Am I being lowballed on the salary? ☹️

This is in a serviced apartment building that’s pretty popular with foreigners. Not bad, but it’s almost 10 years old and looks it in person. Price drop from $60 to $55 tells the story.

The furnishings are definitely a notch above what most Taiwanese landlords will put in but that bed is quite small and the location while convenient is pretty isolated in terms of the immediate surroundings. $60 (including service fee) is aggressive.

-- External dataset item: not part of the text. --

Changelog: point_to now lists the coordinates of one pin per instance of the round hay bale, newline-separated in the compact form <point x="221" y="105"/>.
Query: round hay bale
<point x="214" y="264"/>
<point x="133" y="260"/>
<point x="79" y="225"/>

Does “this has potential” mean that it might be decent if you could convince the owner to take out the tacky furnishings and gut the interior? :joy:

Taipei isn’t really a place for baller apartments. Unless you’re at $100-110,000 and up, higher price more readily gets you bigger size and better location rather than higher quality. A lot of places in even the $60-90,000 range are just renovated boxes in old buildings.

If I had an employer offering me $82,000 in housing on a $100,000 salary, I’d negotiate for a lower housing allowance and higher salary. In a citylike Taipei, the higher housing allowance benefits the employer way more than the employee.

Honestly, I do not understand who can pay over 150k for a place. Most of those were ads in English.

To be honest, that was just a quick and dirty search. I have seen better places for way less, but I wanted to justify the 80k plus allowance.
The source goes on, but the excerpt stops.